The skull, cast from a 35-year-old 18th century European male, is coated with 8,601 diamonds, including a large pink diamond worth more than four million pounds in the centre of its forehead.

Hirst said he was inspired by similarly bejewelled Aztec skulls. While the skull is platinum and the diamonds flawless -- and ethically sourced, Hirst stressed -- the teeth are real.

"It was very important to put the real teeth back. Like the animals in formaldehyde you have got an actual animal in there. It is not a representation. I wanted it to be real," he told Reuters when the skull was first unveiled to the public.

Hirst, whose works regularly fetch millions of pounds, said he hoped the skull would not be snapped up by a private buyer and taken away from public view.

"It would be sad it it ends up in a vault somewhere that nobody sees. Obviously I would like it to be on display," he said. "If anybody buys it, I would make that part of the conditions".

He rejected suggestions that his works were more a standing joke against the art establishment than real works of art.
But when asked what his next project would be he immediately replied: "Two diamond skeletons shagging -- no just kidding."
 
wow.. this is amazing.. and nutts..
it gave me a sick thought..what if every human had a skull like that..
it would end the human race in record time..
 
I saw that a while ago. I consider everything covered in diamonds or Swarowski crystals to be a waste.
 
Hirst's artworks, more often than not, have a disturbing or macabre aspect to them.
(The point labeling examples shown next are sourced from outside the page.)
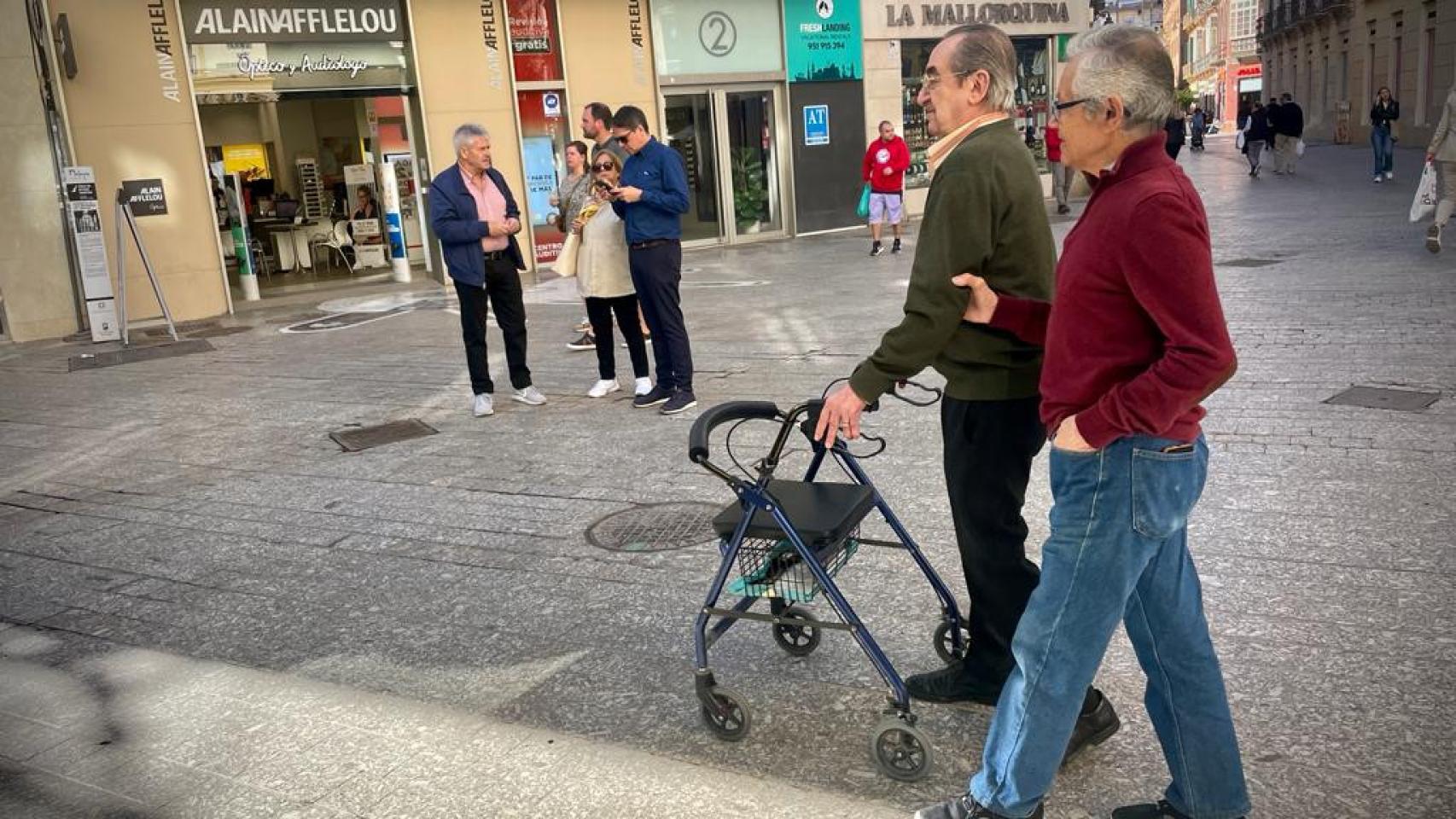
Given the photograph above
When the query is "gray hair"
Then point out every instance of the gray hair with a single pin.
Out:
(1130, 63)
(468, 134)
(987, 49)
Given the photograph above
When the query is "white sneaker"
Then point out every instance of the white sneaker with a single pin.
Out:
(603, 387)
(484, 404)
(529, 396)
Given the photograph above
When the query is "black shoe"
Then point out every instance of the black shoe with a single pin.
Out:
(680, 400)
(1094, 728)
(964, 808)
(1150, 810)
(952, 684)
(657, 396)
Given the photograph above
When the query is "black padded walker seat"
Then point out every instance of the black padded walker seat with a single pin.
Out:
(822, 513)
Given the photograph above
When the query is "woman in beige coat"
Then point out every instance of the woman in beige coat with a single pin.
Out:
(604, 281)
(1443, 153)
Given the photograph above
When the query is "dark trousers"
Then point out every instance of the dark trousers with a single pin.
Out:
(600, 311)
(657, 272)
(989, 447)
(503, 290)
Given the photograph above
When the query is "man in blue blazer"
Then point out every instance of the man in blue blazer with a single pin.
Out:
(476, 218)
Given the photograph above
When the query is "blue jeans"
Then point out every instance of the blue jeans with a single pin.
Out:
(1117, 552)
(1383, 150)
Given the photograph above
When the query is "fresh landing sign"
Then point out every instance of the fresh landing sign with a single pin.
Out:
(293, 22)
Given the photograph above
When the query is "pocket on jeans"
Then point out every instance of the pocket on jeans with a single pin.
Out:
(1165, 488)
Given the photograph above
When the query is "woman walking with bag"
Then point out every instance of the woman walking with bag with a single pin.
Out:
(604, 281)
(1443, 153)
(1382, 134)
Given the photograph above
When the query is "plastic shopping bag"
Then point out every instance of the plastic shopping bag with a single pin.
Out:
(1424, 202)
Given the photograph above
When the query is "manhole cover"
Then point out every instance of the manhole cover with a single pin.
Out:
(1248, 262)
(369, 437)
(655, 527)
(1381, 398)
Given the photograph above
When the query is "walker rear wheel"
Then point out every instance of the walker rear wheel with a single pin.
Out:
(900, 750)
(798, 641)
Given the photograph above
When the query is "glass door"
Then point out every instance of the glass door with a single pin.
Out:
(690, 133)
(753, 162)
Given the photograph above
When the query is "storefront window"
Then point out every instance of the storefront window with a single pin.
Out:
(1033, 92)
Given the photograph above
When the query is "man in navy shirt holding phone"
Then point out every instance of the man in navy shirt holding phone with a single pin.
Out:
(651, 200)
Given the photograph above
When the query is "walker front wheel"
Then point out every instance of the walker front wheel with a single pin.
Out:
(727, 717)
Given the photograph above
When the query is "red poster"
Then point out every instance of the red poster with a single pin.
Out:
(534, 41)
(544, 148)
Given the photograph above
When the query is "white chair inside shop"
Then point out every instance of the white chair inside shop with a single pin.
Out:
(335, 241)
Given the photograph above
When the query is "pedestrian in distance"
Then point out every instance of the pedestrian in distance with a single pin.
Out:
(1255, 137)
(569, 197)
(1132, 351)
(1443, 153)
(1177, 130)
(884, 169)
(1060, 173)
(1287, 124)
(1383, 115)
(476, 218)
(651, 198)
(604, 281)
(985, 212)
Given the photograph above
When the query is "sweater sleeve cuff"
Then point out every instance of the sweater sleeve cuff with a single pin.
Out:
(870, 383)
(1015, 315)
(1095, 428)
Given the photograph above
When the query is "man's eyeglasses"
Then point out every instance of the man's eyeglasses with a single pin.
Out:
(928, 82)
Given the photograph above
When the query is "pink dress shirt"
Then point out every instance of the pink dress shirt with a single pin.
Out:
(490, 206)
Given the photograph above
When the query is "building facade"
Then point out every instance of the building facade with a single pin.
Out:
(1334, 55)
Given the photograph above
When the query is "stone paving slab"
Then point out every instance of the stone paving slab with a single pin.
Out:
(259, 624)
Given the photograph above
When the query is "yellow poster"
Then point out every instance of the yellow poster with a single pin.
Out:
(248, 159)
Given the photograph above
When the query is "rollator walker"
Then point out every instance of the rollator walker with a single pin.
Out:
(788, 540)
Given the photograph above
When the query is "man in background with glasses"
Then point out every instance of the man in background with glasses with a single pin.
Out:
(985, 214)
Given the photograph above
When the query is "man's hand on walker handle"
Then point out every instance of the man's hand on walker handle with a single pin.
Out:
(981, 305)
(841, 416)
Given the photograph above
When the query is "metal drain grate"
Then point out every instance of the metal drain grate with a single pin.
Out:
(655, 527)
(370, 437)
(1381, 398)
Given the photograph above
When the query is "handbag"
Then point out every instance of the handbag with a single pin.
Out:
(567, 259)
(1424, 202)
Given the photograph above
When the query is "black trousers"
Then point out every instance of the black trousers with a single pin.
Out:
(600, 311)
(989, 447)
(655, 274)
(503, 290)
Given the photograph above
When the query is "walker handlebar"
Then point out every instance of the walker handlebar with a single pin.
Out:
(724, 414)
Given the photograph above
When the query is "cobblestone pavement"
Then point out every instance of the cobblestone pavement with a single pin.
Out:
(208, 610)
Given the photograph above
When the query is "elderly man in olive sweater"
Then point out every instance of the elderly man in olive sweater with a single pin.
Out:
(985, 214)
(1136, 340)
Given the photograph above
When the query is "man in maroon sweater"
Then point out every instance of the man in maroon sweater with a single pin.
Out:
(1134, 342)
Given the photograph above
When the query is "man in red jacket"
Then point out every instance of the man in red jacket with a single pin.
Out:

He has a fascination with death but also with medical experiments, science labs, and biology.

This skull says a lot to me about the current state of Western civilization; the decadence of it, the lack of substance -- it is all about notoriety and making a big statement -- but is it great art?
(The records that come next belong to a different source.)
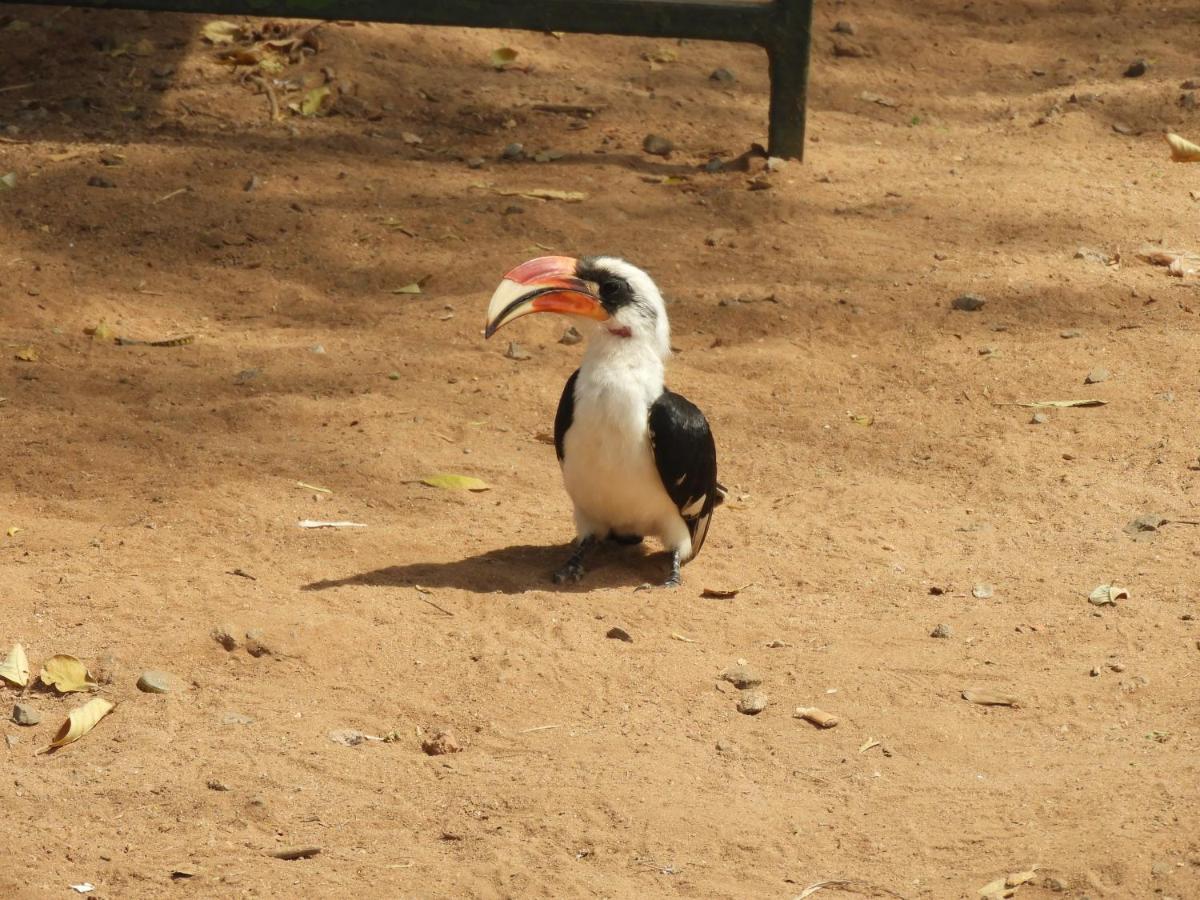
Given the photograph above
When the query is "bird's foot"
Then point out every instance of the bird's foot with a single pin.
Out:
(573, 569)
(569, 574)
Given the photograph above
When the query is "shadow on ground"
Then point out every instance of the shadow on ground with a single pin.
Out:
(514, 570)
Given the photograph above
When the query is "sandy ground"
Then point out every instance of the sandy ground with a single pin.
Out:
(880, 466)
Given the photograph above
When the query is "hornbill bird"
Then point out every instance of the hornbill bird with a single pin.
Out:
(637, 460)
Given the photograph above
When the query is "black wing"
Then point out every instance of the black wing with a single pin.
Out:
(565, 414)
(685, 456)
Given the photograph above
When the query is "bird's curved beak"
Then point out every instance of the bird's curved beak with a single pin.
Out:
(543, 285)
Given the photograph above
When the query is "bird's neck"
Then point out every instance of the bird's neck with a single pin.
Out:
(623, 364)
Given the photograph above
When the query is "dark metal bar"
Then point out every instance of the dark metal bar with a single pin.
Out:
(787, 58)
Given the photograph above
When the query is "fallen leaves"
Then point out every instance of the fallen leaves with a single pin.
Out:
(79, 721)
(66, 673)
(989, 699)
(15, 667)
(455, 483)
(316, 102)
(1108, 595)
(1062, 403)
(1182, 150)
(503, 59)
It is magnificent and repellent at the same time.

Sculptures by Damien Hirst. They are beautifully executed and yet devoid of much originality or aestheticism. Art is a barometer of cultural and social values of the times, this lack of substance seems to say a great deal about western civilization and the contemporary human condition.
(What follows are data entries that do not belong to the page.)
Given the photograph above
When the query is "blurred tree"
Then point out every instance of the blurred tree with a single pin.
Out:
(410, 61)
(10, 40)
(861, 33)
Furthermore, the often scientific or macabre "biology experiment" aspects of his artworks strongly echo the issues surrounding GE, its social, and other, consequences -- but also the cold and clinical way in which his dead animals are displayed like lab specimens confronts us with our own mortality and the realities of our biological/biochemical existence.

The other aspect which I find interesting is the way his art reflects the way our popular culture and mass Media have become so clinical with their descriptions of murder scenes or human disasters -- we are all so familiar with the practices of forensic investigators and the way murder investigations have been reduced to a cold atheistic science often without much emotion. TV shows like CSI have even popularized the "art" of murder investigating -- the victim's humanity is of little importance to the story.